My primary objective in this research was to participate in the exhibitions and visit animal shelters. Unfortunately, I failed to achieve this because most of the facilities were not open to visitors due to the fact that they were busy dealing with the spread of COVID-19. However, I was given the opportunity to accompany a researcher on a wild koala tracking survey, and was able to hear valuable stories about recent environmental issues that could be learned through the survey. Sydney has been facing extreme weather conditions since the pandemic, and it rained continuously during my stay. Infrastructure in the country is not as well developed as in Japan, which is a disaster-prone country, so the damage in Australia may be more severe. Perhaps because of this, I saw many exhibits on the theme of the environment and nature.

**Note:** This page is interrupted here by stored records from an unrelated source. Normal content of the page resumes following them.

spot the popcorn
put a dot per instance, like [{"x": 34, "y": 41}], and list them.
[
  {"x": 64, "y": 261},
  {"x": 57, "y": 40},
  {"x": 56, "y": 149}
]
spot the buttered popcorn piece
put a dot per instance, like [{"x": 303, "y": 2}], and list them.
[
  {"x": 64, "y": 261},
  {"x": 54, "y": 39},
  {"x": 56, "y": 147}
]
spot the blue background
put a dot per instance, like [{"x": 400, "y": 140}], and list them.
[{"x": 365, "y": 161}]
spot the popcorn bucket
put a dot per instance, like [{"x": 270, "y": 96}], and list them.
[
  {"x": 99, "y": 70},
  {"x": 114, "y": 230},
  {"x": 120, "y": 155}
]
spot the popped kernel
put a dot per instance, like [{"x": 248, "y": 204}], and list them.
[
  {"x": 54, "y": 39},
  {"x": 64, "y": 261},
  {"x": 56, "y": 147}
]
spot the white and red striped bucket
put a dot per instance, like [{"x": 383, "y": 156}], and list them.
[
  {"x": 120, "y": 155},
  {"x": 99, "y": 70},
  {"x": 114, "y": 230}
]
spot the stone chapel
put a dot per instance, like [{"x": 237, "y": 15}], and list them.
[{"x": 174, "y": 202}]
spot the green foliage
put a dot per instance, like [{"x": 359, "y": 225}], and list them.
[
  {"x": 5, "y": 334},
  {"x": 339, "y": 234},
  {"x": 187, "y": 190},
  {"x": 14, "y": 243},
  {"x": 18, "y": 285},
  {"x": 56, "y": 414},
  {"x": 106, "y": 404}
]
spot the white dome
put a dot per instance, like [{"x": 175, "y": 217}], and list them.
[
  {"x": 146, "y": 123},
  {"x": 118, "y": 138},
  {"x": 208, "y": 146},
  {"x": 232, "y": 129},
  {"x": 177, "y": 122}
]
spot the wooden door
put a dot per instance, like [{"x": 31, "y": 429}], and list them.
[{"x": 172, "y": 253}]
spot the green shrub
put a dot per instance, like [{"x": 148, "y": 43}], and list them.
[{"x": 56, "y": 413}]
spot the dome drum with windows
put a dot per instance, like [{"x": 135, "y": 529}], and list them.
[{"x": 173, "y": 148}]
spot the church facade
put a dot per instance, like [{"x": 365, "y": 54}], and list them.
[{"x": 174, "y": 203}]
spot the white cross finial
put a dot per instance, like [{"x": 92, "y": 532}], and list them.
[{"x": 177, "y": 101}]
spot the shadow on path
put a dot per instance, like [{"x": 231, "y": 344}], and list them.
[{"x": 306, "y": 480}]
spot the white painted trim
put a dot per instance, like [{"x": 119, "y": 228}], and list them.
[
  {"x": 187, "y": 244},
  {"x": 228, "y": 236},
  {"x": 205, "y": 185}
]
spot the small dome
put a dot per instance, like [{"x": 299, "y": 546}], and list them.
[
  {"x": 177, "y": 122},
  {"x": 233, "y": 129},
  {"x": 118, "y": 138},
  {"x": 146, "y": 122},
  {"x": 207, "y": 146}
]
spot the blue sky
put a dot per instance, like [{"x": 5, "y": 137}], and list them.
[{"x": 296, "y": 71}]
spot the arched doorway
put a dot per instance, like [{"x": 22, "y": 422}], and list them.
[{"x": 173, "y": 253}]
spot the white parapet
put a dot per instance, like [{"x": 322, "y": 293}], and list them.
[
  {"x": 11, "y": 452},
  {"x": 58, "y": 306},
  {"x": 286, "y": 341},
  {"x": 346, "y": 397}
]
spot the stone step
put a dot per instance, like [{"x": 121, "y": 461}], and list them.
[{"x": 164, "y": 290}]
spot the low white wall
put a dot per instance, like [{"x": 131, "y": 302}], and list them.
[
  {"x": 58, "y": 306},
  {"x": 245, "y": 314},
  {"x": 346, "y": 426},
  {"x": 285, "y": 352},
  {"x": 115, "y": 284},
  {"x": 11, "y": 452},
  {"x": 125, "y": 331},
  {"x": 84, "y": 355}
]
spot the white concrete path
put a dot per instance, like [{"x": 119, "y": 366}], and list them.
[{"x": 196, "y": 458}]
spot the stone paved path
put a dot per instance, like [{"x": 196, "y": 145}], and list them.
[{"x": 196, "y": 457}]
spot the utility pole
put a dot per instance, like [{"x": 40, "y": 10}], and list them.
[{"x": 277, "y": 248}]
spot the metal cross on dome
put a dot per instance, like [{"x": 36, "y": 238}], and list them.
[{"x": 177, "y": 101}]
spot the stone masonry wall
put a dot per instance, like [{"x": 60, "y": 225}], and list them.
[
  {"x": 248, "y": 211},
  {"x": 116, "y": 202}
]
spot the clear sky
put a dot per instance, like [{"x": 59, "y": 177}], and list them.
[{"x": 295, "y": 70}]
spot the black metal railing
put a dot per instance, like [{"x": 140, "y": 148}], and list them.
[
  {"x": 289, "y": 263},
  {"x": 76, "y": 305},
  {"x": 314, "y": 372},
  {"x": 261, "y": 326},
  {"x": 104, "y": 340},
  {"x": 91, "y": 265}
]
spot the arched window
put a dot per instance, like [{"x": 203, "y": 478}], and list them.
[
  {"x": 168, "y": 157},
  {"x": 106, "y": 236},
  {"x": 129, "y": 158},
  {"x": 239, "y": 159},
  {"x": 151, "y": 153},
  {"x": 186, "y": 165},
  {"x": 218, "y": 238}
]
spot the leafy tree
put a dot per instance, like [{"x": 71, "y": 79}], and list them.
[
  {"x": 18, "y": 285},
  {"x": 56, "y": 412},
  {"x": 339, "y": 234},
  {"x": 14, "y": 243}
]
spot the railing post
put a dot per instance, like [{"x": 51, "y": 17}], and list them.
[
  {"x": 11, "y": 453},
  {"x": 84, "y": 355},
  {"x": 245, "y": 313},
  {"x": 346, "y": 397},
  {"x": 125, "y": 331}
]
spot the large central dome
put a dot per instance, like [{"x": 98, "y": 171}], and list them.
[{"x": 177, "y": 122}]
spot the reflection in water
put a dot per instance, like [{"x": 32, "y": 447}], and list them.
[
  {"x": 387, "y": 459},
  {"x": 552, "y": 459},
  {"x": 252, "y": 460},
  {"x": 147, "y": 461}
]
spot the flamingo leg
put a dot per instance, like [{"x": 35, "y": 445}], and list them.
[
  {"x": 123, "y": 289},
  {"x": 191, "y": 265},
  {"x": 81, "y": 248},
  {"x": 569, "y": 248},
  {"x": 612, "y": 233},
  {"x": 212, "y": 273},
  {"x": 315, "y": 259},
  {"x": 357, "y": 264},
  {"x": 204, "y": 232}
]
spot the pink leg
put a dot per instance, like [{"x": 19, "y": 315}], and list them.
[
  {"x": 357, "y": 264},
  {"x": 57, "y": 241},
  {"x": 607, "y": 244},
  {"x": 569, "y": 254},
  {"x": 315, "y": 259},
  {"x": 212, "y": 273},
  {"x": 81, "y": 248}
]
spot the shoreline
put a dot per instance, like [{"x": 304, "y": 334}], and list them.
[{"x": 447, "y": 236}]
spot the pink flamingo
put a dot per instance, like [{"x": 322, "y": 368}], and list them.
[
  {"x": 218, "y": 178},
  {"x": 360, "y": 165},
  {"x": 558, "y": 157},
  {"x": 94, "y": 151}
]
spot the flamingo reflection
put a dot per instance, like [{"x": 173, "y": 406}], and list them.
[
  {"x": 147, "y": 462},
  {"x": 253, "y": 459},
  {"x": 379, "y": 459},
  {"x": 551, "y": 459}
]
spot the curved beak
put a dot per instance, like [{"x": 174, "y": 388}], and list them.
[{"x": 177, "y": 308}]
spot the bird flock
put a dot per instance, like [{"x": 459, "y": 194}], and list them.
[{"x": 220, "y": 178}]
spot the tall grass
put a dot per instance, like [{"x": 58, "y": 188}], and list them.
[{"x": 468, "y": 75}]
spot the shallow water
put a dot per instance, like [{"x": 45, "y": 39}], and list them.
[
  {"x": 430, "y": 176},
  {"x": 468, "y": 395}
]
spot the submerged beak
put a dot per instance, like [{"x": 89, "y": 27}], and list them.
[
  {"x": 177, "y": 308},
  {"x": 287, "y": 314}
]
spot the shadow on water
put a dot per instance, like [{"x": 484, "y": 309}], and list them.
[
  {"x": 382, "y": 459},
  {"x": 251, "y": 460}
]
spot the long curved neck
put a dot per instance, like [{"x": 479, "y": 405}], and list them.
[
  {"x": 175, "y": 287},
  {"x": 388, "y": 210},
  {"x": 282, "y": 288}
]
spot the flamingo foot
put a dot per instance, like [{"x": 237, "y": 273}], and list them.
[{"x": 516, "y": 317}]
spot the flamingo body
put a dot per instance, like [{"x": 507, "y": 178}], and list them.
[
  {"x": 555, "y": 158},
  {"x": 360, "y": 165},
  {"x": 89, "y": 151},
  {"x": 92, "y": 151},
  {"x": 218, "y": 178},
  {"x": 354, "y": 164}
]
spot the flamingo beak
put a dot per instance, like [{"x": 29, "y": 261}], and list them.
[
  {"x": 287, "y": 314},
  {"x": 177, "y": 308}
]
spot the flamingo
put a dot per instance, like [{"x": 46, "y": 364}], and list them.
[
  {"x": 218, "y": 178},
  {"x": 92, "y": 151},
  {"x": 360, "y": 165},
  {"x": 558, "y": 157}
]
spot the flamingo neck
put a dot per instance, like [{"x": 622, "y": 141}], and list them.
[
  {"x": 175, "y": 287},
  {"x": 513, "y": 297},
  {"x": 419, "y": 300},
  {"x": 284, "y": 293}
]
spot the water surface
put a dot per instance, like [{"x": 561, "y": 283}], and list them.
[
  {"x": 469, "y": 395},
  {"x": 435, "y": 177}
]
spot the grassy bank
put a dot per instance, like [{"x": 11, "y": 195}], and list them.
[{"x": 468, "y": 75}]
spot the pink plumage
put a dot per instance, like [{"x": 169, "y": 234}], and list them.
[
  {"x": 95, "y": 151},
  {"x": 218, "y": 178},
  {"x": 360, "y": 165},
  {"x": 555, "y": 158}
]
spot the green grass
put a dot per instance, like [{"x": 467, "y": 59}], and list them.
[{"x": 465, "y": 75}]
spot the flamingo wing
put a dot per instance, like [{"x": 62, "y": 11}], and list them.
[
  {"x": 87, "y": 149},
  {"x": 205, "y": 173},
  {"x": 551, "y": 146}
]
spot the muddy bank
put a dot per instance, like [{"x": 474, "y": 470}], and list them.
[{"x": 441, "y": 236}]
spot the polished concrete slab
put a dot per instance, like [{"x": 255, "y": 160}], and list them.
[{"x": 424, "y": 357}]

Germany, Kosovo (Prishtina), Italy, Poland, France2022.9.16- 10.8 / 11.4- 12.1

Going across various parts of Europe, I visited several international exhibitions and special exhibitions. I saw many exhibitions with an awareness of de-eurocentrism, but the one that particularly struck me with its sense of presence was the Manifesto 14 event held in Prishtina, the capital city of Kosovo, which is not an EU member.

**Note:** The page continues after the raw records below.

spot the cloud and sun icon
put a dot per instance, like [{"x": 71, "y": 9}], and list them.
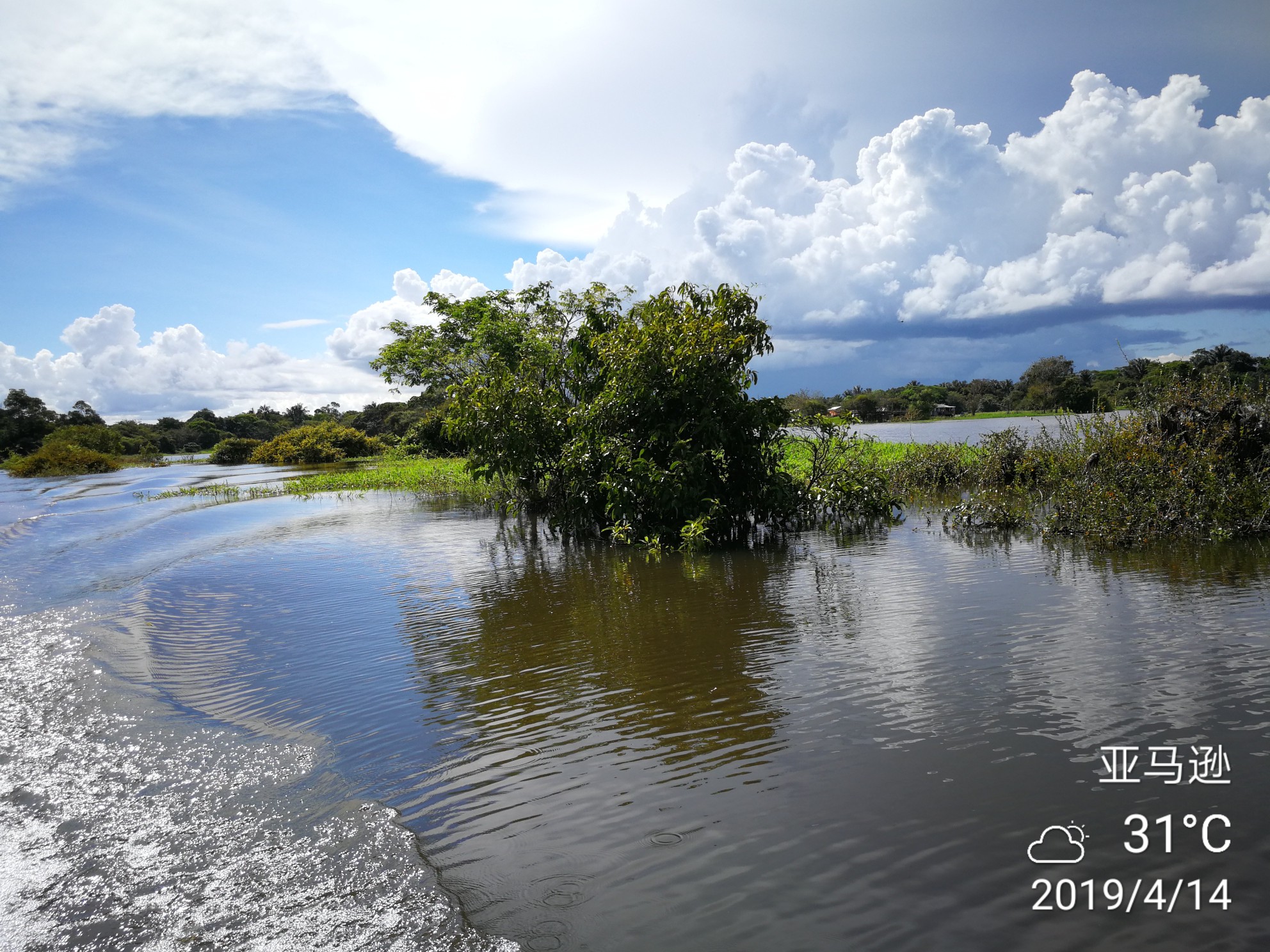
[{"x": 1058, "y": 845}]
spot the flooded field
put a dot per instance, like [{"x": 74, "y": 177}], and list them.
[{"x": 380, "y": 722}]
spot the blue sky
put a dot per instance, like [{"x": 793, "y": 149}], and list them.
[{"x": 198, "y": 171}]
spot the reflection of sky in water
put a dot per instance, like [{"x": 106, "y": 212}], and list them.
[{"x": 778, "y": 749}]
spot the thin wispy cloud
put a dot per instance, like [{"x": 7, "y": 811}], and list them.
[{"x": 293, "y": 325}]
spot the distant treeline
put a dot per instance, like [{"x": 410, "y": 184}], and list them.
[
  {"x": 1049, "y": 384},
  {"x": 27, "y": 423}
]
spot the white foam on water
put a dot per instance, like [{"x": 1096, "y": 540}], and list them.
[{"x": 126, "y": 824}]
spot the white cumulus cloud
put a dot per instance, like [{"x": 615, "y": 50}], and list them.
[
  {"x": 1119, "y": 200},
  {"x": 177, "y": 371}
]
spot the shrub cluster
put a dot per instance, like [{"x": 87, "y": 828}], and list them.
[
  {"x": 325, "y": 442},
  {"x": 60, "y": 459},
  {"x": 1191, "y": 461},
  {"x": 234, "y": 451}
]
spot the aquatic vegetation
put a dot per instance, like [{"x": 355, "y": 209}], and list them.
[
  {"x": 609, "y": 413},
  {"x": 98, "y": 437},
  {"x": 63, "y": 460},
  {"x": 326, "y": 442},
  {"x": 426, "y": 476},
  {"x": 1193, "y": 463},
  {"x": 234, "y": 451}
]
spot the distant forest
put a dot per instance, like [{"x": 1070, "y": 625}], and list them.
[
  {"x": 1048, "y": 385},
  {"x": 26, "y": 422}
]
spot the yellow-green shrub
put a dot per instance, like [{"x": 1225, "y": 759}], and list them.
[
  {"x": 325, "y": 442},
  {"x": 61, "y": 460}
]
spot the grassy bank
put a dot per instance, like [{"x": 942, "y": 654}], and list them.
[
  {"x": 426, "y": 476},
  {"x": 1191, "y": 463}
]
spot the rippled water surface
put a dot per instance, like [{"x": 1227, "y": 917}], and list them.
[{"x": 378, "y": 722}]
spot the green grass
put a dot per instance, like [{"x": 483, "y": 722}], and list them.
[
  {"x": 424, "y": 476},
  {"x": 986, "y": 415},
  {"x": 881, "y": 455}
]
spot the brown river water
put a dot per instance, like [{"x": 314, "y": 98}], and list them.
[{"x": 380, "y": 722}]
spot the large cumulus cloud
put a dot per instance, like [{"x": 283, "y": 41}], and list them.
[
  {"x": 177, "y": 371},
  {"x": 1119, "y": 202}
]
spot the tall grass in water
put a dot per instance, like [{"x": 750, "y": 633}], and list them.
[{"x": 1191, "y": 463}]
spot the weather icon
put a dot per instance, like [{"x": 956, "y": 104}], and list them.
[{"x": 1058, "y": 845}]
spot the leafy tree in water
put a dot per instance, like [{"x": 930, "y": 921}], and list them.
[
  {"x": 83, "y": 415},
  {"x": 605, "y": 414},
  {"x": 24, "y": 422}
]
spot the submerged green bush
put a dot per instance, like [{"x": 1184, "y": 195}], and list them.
[
  {"x": 63, "y": 460},
  {"x": 100, "y": 438},
  {"x": 325, "y": 442},
  {"x": 234, "y": 451},
  {"x": 1191, "y": 463}
]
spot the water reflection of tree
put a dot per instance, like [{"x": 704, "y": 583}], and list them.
[{"x": 587, "y": 647}]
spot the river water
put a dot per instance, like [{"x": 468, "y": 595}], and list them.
[{"x": 382, "y": 722}]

  • View of Prishtina, the city serving as the venue of for the Manifesto 14 event.

  • View of an exhibition at the Manifesto 14, Prishtina, Kosovo 2022.
    I was accompanied on my visit to Manifesto 14 by Tsuda Michiko, who was also in Europe.

United Kingdom (Birmingham, Coventry, Oxford and London)2022.10.8- 11.4

I participated in the Fierce Festival 2022 that was held in the UK city of Birmingham, conducting exhibitions and performances, talk sessions and workshops. I was also able to intermingle with many people through watching the performances of other artists invited to the festival and taking part in workshops.

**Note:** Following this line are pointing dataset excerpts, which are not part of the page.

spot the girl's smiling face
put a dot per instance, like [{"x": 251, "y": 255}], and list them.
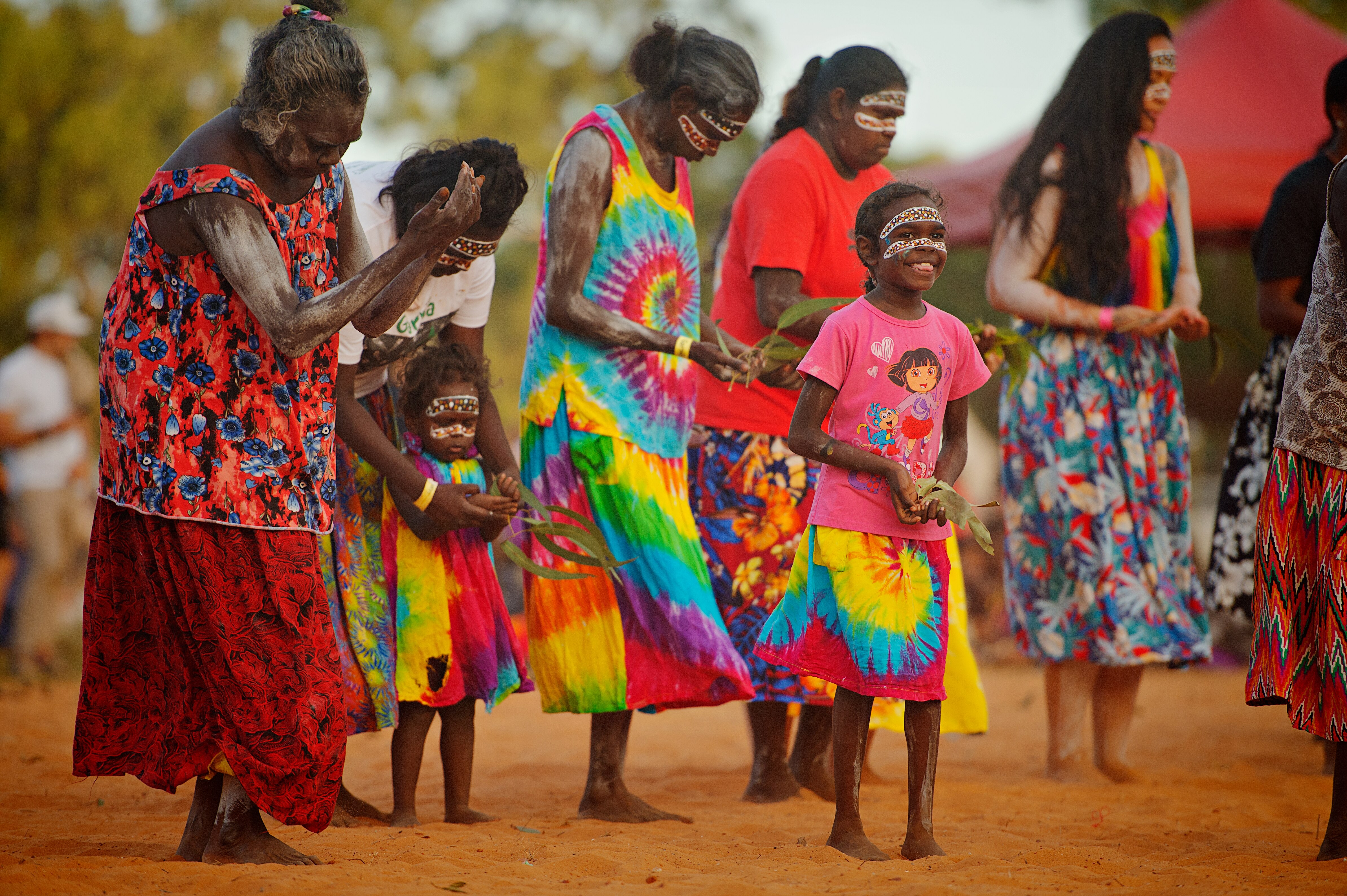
[
  {"x": 910, "y": 268},
  {"x": 449, "y": 434},
  {"x": 922, "y": 379}
]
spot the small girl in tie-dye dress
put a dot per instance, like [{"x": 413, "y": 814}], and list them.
[
  {"x": 868, "y": 603},
  {"x": 456, "y": 642}
]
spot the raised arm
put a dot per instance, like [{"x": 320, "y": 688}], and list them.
[
  {"x": 234, "y": 232},
  {"x": 809, "y": 440},
  {"x": 581, "y": 193}
]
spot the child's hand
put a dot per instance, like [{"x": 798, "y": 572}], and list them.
[
  {"x": 500, "y": 505},
  {"x": 986, "y": 344},
  {"x": 508, "y": 487}
]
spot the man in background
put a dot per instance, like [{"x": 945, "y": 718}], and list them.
[{"x": 46, "y": 457}]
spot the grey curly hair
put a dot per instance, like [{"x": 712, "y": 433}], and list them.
[{"x": 297, "y": 62}]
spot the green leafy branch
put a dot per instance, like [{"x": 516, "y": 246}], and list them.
[
  {"x": 546, "y": 529},
  {"x": 957, "y": 509},
  {"x": 1012, "y": 349},
  {"x": 774, "y": 350}
]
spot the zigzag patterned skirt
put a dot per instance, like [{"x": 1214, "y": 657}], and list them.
[{"x": 1300, "y": 597}]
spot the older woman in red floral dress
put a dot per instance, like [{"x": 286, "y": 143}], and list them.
[{"x": 208, "y": 642}]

  • “Fierce Festival 2022” installation view and the artist, Symphony Hall, Birmingham, UK, 2022

  • “Pigpen” performance at 7SVN, Birmingham, UK, 2022

  • Group shot during a workshop held at “Fierce Festival 2022,” Birmingham, UK

The overwhelming majority of exhibits I saw during my time in Europe were post-human and non-human themed exhibits that were deeply connected to my own creative work. At the Fierce Festival 2022 in particular, I was able to feel at first-hand the objects and performances that cast the spotlight on the festival’s theme of the relationships between humankind and animals, and I gained a huge amount from these encounters. Staying overseas for an extended period was a novel experience for me and I frequently found myself confused by linguistic and cultural differences. But I looked at that difficult situation from a perspective of having become an animal myself, and was able to enjoy the fact of being helped by people while sensing the pleasure of sharing something with others. I am currently at work on the creation of new works based on these experiences.